Thus, the generated symmetry functions are narrow close to the central atom and become wider with increasing distance from the center (see figure below).

../../_images/NNPradialSF.png

Figure 3 Example of radial symmetry functions generated with \(n_r=5\) and \(r_c=6\) \({\mathring{\mathrm{A}}}\) using the scheme of Imbalzano et al. [9]. The blue curves show the centered symmetry functions, i.e., with \(r_s=0\), and \(\eta\) varying as described in Eq. (8). The red curves show shifted symmetry functions with \(r_s\) as described by Eq. (9). and \(\eta\) as described by Eq. (10). The black dashed line indicates the cutoff function for \(r_c=6\) \({\mathring{\mathrm{A}}}\).

Such a grid based spacing can also be applied to the radial terms of the angular symmetry functions using the approach by Gastegger et al. [10]. In this approach the distance \(\Delta r\) between the points on a grid from \(r_0\) to \(r_n\) consisting of \(n_a\) points is obtained with

(11)\[\Delta\ r\ =\frac{r_n-r_0}{n_a-1}\ \ .\]

In the case of centered Gaussian functions \(r_\mathrm{low}\) is set to the lower bound, \(r_n\) to \((r_C - 0.5)\) and all shift radii are set to zero.
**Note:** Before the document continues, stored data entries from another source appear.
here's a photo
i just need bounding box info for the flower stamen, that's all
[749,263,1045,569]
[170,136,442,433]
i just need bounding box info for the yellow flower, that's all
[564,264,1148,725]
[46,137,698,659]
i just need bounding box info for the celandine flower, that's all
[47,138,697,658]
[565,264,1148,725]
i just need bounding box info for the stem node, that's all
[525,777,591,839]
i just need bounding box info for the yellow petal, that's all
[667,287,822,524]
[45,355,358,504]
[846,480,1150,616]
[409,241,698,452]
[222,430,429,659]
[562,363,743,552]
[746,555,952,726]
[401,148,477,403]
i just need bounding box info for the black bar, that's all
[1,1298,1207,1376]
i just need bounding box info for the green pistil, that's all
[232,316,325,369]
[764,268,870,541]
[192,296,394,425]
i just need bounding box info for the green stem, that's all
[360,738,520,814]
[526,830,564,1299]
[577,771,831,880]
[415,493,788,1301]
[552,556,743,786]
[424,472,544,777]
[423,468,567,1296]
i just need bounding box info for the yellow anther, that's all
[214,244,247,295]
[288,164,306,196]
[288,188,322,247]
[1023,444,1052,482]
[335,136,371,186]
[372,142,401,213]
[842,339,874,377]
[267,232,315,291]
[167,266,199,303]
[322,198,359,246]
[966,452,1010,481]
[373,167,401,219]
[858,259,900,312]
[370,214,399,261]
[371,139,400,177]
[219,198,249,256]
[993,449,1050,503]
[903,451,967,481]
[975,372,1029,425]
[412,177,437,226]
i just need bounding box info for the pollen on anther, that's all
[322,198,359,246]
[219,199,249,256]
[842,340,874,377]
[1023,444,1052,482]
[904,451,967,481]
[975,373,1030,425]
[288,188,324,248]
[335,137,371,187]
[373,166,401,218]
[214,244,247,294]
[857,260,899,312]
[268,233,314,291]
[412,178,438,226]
The widths of the Gaussians are defined by

(12)\[\eta_i\ =\frac{1}{2\ \left(r_\mathrm{low}+\ i\ \Delta\ r\right)^2}\ .\]
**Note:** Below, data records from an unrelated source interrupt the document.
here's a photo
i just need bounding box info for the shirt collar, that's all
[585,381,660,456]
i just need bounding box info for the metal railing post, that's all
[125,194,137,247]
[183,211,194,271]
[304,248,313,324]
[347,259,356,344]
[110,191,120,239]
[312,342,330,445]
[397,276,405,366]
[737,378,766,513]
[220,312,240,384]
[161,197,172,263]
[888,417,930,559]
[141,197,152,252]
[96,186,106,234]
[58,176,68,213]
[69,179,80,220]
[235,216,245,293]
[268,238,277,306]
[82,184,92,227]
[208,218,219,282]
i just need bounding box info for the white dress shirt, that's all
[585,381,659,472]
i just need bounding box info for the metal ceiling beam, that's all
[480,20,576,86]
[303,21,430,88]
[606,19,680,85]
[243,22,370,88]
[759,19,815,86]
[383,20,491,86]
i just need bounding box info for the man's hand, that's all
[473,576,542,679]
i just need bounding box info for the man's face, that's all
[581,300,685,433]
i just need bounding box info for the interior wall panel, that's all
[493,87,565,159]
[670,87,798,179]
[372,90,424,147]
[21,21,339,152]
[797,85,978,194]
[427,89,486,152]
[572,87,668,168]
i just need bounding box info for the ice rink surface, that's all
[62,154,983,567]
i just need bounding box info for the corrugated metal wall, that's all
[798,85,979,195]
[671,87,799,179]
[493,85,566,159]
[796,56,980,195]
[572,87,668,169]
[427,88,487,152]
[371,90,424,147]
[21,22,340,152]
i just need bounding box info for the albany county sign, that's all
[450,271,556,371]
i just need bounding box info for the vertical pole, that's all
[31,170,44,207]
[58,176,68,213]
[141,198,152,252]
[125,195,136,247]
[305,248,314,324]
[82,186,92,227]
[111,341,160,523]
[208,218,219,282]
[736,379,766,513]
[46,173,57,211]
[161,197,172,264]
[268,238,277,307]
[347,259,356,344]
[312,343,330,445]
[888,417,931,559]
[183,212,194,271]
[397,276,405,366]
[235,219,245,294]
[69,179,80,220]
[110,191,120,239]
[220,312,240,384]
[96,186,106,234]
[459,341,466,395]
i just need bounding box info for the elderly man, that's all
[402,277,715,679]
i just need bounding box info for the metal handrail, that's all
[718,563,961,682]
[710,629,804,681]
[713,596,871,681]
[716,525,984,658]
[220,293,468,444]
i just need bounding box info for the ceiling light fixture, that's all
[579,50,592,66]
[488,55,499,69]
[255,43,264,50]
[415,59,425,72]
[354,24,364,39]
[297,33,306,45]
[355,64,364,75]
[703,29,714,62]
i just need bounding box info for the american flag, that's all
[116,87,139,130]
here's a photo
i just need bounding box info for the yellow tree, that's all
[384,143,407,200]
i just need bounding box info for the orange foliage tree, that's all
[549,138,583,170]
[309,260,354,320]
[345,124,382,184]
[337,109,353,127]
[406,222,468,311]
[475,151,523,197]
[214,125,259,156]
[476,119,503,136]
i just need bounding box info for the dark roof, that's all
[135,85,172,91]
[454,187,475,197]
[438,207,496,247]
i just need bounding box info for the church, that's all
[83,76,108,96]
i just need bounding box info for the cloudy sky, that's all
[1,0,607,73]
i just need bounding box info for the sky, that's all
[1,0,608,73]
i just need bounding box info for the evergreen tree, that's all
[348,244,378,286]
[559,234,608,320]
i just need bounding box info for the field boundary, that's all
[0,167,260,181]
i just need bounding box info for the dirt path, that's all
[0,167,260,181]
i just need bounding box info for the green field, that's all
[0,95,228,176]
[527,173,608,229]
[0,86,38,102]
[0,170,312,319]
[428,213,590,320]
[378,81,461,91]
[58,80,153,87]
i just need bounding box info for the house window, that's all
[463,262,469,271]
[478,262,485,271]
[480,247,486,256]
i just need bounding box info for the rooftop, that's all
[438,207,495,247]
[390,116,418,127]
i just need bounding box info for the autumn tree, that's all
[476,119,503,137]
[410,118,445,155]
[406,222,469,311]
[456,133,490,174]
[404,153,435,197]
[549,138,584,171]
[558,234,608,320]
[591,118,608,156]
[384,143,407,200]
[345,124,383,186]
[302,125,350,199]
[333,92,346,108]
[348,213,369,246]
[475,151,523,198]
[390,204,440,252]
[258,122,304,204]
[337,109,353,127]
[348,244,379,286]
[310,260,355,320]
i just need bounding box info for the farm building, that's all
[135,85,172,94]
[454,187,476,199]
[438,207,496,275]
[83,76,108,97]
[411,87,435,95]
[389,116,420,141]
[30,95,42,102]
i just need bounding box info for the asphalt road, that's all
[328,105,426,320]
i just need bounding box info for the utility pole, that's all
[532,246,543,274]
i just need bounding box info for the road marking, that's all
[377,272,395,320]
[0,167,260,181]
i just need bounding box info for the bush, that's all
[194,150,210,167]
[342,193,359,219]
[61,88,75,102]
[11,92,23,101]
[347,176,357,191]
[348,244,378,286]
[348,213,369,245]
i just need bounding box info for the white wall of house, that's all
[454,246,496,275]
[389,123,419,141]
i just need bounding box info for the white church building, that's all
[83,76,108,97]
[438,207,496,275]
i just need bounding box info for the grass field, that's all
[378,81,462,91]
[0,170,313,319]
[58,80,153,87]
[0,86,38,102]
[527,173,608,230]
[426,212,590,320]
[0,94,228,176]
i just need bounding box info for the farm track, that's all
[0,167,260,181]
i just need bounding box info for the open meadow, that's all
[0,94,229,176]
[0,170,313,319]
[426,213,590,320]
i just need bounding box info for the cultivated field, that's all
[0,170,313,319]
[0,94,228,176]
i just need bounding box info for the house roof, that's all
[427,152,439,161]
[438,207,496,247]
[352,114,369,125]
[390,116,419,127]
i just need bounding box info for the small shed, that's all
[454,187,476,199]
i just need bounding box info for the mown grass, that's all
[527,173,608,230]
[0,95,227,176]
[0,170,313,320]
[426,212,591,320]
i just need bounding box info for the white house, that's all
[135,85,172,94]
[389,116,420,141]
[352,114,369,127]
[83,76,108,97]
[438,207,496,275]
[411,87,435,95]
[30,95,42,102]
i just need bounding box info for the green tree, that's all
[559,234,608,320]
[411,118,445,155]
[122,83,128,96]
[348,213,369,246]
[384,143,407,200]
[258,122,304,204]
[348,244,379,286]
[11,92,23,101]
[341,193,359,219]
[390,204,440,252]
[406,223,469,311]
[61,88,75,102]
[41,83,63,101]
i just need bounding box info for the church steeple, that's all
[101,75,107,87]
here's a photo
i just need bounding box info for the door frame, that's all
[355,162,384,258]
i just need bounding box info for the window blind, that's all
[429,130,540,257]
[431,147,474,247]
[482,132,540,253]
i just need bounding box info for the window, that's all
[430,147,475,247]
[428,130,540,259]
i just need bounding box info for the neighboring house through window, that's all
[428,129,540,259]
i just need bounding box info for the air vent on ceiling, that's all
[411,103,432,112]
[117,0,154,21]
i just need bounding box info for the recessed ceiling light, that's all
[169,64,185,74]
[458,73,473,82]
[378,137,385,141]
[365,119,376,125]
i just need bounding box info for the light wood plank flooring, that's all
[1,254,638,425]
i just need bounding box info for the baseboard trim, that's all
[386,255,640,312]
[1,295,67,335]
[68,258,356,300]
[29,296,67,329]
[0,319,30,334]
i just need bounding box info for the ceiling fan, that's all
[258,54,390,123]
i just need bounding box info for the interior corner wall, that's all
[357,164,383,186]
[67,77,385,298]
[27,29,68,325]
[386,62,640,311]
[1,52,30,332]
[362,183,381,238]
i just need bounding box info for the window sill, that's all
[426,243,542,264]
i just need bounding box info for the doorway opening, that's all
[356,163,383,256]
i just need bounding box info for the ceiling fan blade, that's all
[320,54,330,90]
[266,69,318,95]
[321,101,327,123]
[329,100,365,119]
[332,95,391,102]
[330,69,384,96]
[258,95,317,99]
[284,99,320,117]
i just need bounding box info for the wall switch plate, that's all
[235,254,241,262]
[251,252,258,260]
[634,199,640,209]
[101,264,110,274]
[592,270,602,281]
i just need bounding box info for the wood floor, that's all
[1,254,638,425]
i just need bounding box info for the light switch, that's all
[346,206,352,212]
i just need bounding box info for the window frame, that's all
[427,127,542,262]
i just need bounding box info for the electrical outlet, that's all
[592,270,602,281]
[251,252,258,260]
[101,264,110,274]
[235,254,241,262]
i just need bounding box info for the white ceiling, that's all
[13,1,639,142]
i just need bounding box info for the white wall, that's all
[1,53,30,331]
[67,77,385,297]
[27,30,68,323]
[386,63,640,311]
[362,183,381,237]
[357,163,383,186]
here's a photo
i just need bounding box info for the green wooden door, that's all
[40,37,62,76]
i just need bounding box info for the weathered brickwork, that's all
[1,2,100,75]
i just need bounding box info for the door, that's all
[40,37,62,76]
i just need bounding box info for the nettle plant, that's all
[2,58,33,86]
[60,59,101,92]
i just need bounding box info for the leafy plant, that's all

Shifted angular symmetry functions have the radial terms shifted by

(13)\[r_{s,i}\ \ =\ r_\mathrm{low}+i\ \Delta\ r\]

and the widths described by

(14)\[\eta=\frac{1}{2 \Delta\ r^2}\ \ .\]

This structured approach allows for a straightforward and reliable definition of the symmetry functions depending only on a set of parameters.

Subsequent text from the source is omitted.